Auto retail giant AutoNation Inc. is permanently cutting about 3,500 jobs across the company — or about half the number of workers it furloughed in early April amid the coronavirus pandemic.

The nation’s largest new-vehicle retailer brought back more than 3,500 furloughed workers, including 2,300 since May 11, after furloughing 7,000 employees following a sharp drop in vehicle sales and service business.

Marc Cannon, AutoNation’s chief customer experience officer, said AutoNation was able to bring back many employees as vehicle sales have improved over the last several weeks.

“The business environment continues to change and AutoNation is adapting by restructuring and reducing the work force,” Cannon said in an emailed statement to Automotive News.

“At AutoNation we have adjusted to the new normal, which focuses on digital and store efficiencies. We have made strategic adjustments to capitalize on the digital marketing and website actions. As a result, we have made the difficult decision to eliminate approximately 3,500 positions in the field and at headquarters, most of which were associates on unpaid leave.”

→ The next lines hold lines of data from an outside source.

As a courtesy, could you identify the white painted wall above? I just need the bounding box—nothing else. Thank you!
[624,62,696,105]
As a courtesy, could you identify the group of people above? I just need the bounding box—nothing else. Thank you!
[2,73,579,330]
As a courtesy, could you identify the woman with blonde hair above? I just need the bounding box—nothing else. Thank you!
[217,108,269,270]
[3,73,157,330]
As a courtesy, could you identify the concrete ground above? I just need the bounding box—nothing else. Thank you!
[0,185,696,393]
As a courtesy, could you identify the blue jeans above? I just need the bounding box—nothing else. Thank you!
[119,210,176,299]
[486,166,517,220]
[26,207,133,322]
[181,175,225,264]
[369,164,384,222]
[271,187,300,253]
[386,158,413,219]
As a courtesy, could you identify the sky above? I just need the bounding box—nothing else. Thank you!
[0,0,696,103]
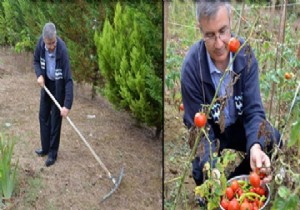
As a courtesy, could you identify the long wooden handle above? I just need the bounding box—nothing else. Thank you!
[44,85,116,184]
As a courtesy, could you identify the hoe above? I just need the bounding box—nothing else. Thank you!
[44,85,124,202]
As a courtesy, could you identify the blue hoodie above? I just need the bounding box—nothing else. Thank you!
[181,40,266,154]
[34,37,73,109]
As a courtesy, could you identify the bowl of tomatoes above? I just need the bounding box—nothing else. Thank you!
[220,172,271,210]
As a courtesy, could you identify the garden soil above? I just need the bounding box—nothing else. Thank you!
[0,48,162,210]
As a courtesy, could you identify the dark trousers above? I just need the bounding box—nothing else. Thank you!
[192,121,280,185]
[39,79,62,159]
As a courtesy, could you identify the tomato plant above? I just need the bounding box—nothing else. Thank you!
[284,72,292,80]
[228,198,240,210]
[179,103,184,111]
[194,112,206,128]
[228,37,241,53]
[231,180,239,192]
[240,202,251,210]
[255,168,266,179]
[249,172,260,187]
[226,187,234,200]
[221,197,229,210]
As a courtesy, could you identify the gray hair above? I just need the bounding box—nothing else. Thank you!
[196,0,231,23]
[43,22,56,39]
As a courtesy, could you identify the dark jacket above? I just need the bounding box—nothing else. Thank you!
[34,37,73,109]
[181,40,265,153]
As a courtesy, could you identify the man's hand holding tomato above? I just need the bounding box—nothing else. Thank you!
[250,144,272,184]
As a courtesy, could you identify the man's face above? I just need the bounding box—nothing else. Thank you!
[200,6,230,62]
[44,36,56,53]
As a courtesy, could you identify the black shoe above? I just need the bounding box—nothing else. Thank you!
[35,149,48,157]
[45,157,56,167]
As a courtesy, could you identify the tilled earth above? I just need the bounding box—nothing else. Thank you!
[0,48,162,210]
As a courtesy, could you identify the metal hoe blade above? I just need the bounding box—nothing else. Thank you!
[44,86,124,202]
[101,167,124,202]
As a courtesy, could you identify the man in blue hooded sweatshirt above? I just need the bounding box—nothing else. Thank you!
[181,1,280,189]
[34,22,73,167]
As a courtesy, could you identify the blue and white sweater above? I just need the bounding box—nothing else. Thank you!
[34,37,73,109]
[181,37,265,153]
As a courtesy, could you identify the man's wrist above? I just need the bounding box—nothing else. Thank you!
[250,143,261,152]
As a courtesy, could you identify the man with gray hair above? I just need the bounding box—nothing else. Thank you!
[34,22,73,167]
[181,1,280,202]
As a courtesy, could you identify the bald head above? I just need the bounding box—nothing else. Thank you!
[43,22,56,39]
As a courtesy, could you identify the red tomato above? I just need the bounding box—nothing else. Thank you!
[230,180,239,192]
[179,104,184,111]
[284,72,292,80]
[284,72,291,80]
[249,172,260,187]
[254,187,265,196]
[255,168,266,179]
[240,202,251,210]
[226,187,234,200]
[236,188,244,197]
[254,198,264,209]
[228,37,241,53]
[194,112,206,128]
[221,197,229,210]
[228,198,240,210]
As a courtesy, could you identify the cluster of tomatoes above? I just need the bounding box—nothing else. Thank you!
[220,172,267,210]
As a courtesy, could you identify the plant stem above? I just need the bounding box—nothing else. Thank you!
[171,16,259,210]
[279,81,300,145]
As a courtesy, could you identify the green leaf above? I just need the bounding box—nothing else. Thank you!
[287,121,300,147]
[278,186,290,199]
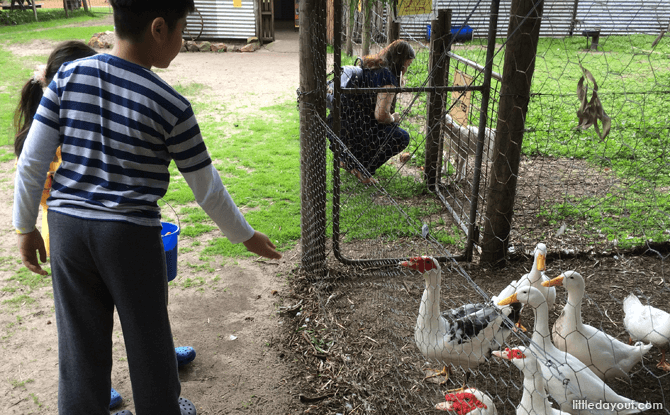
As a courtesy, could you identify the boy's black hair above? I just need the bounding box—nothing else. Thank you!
[109,0,195,43]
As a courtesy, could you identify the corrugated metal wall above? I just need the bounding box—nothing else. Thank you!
[188,0,256,39]
[401,0,670,39]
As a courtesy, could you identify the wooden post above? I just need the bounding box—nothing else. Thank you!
[480,0,544,265]
[386,1,400,44]
[30,0,38,22]
[423,9,451,191]
[299,0,327,276]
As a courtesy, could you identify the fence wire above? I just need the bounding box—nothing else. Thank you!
[296,1,670,414]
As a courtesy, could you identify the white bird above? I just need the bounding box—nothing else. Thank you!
[499,287,647,415]
[493,346,567,415]
[542,271,652,381]
[435,388,498,415]
[491,243,556,325]
[400,256,521,375]
[623,294,670,372]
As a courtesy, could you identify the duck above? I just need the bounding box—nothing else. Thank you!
[491,242,556,328]
[493,346,567,415]
[499,286,647,415]
[542,271,652,382]
[623,294,670,372]
[435,388,498,415]
[400,256,521,376]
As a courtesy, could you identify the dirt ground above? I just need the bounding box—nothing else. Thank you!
[0,13,670,415]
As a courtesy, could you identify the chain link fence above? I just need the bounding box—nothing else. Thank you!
[296,0,670,414]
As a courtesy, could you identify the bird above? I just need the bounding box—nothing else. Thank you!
[400,256,521,384]
[435,388,498,415]
[493,346,567,415]
[491,242,556,328]
[499,286,647,415]
[542,271,652,381]
[623,294,670,372]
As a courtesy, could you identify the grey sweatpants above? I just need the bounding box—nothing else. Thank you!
[48,211,181,415]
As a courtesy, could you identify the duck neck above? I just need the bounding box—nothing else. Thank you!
[563,291,584,329]
[532,302,553,350]
[421,269,442,321]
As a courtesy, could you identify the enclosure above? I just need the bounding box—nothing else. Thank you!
[289,0,670,413]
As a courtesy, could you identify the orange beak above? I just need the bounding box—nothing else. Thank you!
[542,275,565,287]
[498,293,519,305]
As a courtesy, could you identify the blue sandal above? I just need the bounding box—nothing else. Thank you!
[174,346,195,367]
[109,388,122,415]
[179,398,197,415]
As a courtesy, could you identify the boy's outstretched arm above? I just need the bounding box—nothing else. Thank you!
[18,229,49,275]
[243,231,281,259]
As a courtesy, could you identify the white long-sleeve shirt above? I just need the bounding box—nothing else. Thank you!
[13,54,254,243]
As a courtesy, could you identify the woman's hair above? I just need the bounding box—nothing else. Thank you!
[109,0,195,43]
[361,39,416,77]
[14,41,96,157]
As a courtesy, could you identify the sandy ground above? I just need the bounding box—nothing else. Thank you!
[0,17,301,415]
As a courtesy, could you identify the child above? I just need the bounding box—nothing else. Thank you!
[14,0,281,415]
[14,40,200,408]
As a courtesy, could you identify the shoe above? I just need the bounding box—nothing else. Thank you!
[174,346,195,367]
[179,398,197,415]
[109,388,122,415]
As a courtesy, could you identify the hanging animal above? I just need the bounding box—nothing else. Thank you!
[542,271,652,381]
[623,294,670,372]
[499,286,647,415]
[400,256,521,382]
[493,346,567,415]
[435,388,498,415]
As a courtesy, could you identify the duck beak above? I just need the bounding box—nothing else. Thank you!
[498,293,519,305]
[542,275,565,287]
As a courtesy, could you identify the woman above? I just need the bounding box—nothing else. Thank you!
[340,40,416,184]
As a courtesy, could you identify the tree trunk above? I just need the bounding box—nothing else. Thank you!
[345,0,355,56]
[361,0,373,56]
[480,0,544,265]
[299,0,327,276]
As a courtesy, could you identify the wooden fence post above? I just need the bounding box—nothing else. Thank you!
[423,9,451,191]
[480,0,544,265]
[299,0,326,276]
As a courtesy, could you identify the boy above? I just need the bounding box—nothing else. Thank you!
[14,0,281,415]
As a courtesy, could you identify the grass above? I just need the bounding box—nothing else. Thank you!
[331,35,670,248]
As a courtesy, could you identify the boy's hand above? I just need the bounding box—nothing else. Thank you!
[243,231,281,259]
[18,229,49,275]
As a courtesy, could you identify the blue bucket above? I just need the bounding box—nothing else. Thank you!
[161,222,180,281]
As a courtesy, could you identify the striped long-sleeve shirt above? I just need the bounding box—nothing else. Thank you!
[13,54,254,243]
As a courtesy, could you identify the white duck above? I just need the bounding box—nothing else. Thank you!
[542,271,652,381]
[491,243,556,326]
[623,294,670,372]
[493,346,567,415]
[400,256,521,375]
[435,388,498,415]
[499,287,646,415]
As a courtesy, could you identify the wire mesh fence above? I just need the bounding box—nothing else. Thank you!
[298,1,670,414]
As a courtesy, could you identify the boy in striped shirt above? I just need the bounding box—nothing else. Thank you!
[13,0,281,415]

AutoNation, with about 230 dealerships across the U.S., did not immediately have a breakdown of how many employees being separated were at the store or corporate level. Cannon said the jobs were coast-to-coast in operations, at headquarters, dealerships and its shared service center in Texas, which handles back-office work.

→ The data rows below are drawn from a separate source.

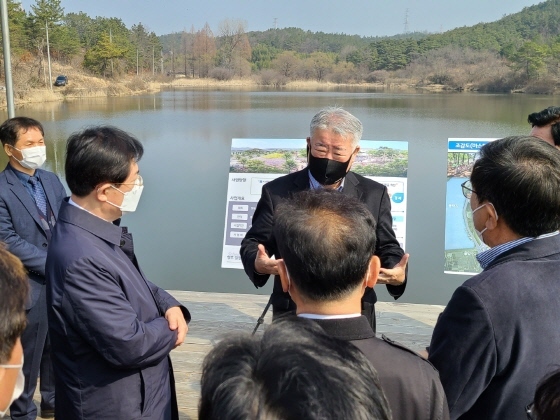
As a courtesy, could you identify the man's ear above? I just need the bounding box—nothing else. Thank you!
[484,203,500,230]
[95,183,111,201]
[366,255,381,287]
[278,260,290,293]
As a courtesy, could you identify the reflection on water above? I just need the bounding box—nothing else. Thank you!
[0,89,554,304]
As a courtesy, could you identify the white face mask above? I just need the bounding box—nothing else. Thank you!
[0,356,25,417]
[107,178,144,215]
[472,203,498,253]
[10,146,47,169]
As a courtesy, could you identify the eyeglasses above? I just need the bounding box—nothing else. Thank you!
[525,402,537,420]
[461,180,476,199]
[119,175,144,187]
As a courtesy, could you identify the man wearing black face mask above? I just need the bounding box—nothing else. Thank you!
[240,108,408,330]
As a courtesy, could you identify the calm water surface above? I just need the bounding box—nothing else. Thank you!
[0,90,558,304]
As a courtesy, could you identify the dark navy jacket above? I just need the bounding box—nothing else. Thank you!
[314,316,449,420]
[46,201,190,420]
[429,235,560,420]
[239,168,406,310]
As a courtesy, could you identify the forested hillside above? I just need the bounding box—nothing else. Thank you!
[3,0,560,93]
[160,0,560,93]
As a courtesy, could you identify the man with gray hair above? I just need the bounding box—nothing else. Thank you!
[240,107,408,331]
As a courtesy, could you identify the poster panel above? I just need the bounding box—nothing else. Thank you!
[222,139,408,269]
[444,138,496,275]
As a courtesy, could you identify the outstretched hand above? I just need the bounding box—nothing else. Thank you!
[377,254,410,286]
[165,306,189,348]
[255,244,278,276]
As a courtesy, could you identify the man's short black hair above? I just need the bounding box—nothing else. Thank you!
[471,136,560,237]
[533,369,560,420]
[0,244,28,364]
[273,190,376,301]
[527,106,560,146]
[199,317,390,420]
[0,117,45,146]
[65,126,144,197]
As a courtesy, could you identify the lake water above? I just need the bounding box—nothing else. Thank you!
[0,90,558,304]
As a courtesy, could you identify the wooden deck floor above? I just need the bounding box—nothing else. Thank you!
[36,291,443,420]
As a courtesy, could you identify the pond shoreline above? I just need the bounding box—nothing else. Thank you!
[0,76,548,109]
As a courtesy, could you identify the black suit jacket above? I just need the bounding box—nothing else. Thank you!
[314,316,449,420]
[240,168,406,310]
[429,235,560,419]
[0,164,66,310]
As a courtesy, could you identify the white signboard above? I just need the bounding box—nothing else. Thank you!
[222,139,408,269]
[444,139,495,275]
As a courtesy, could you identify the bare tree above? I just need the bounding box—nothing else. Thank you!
[218,19,251,73]
[193,23,216,77]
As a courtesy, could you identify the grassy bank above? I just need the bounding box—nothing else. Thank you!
[0,64,524,108]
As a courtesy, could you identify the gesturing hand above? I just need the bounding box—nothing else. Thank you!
[377,254,409,286]
[165,306,189,347]
[255,244,278,276]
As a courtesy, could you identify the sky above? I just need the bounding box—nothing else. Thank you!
[21,0,539,36]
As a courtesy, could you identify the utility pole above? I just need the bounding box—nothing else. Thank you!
[45,20,52,92]
[0,0,16,118]
[109,28,113,77]
[404,9,408,34]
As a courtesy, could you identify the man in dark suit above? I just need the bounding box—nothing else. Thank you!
[46,127,190,420]
[240,108,408,330]
[0,117,66,419]
[273,191,449,420]
[429,137,560,419]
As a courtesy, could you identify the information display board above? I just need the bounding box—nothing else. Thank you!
[222,139,408,269]
[444,138,496,275]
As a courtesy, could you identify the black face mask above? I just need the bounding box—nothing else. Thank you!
[307,146,352,185]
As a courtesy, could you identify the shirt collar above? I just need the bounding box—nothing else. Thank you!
[68,197,114,224]
[476,231,558,270]
[307,169,346,192]
[8,164,35,184]
[298,314,362,319]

At the end of 2019, it had about 25,000 employees.

As part of its restructuring, AutoNation is combining its Tennessee and Virginia market with its Georgia and Northeast markets, resulting in some market-level employees being let go, Cannon said.

In early April, AutoNation also announced it had temporarily cut employee base pay, frozen hiring, trimmed advertising costs by about half for the second quarter and was postponing more than $50 million in capital expenditures.

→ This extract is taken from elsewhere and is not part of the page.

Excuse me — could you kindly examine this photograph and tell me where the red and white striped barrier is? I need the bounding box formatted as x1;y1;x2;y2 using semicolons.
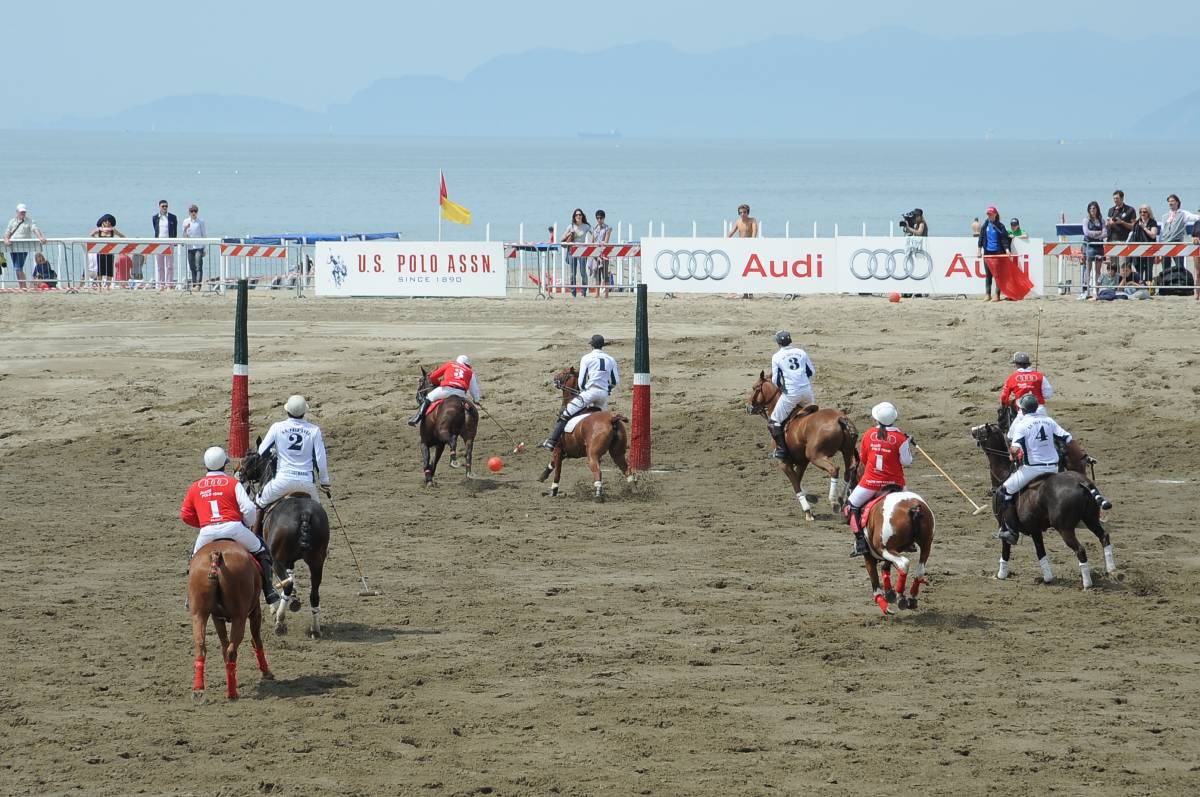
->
221;244;288;257
86;241;175;254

It also said CEO Cheryl Miller, who was later granted leave for undisclosed health reasons, and Mike Jackson, the company’s chairman who has resumed CEO duties until Miller returns, each took 50 percent salary cuts, while other executives, corporate and regional staff took pay cuts of 20 to 35 percent.

The company said April 24 that it returned $77 million in federal Paycheck Protection Program loans for 83 stores.

Like many auto retailers, AutoNation quickly adapted in the coronavirus pandemic to handle more vehicle sales online. Its percentage of sales originating online grew from 35 percent to 45 percent over about a month during the pandemic, AutoNation said.

Cannon indicated hiring for some positions may be possible in the future.

“We will probably add back people over time, but that will depend on the skill sets we think we need going forward,” he said.

AutoNation, of Fort Lauderdale, Fla., ranks No. 1 on Automotive News‘ list of the top 150 dealership groups based in the U.S., retailing 282,602 new vehicles in 2019.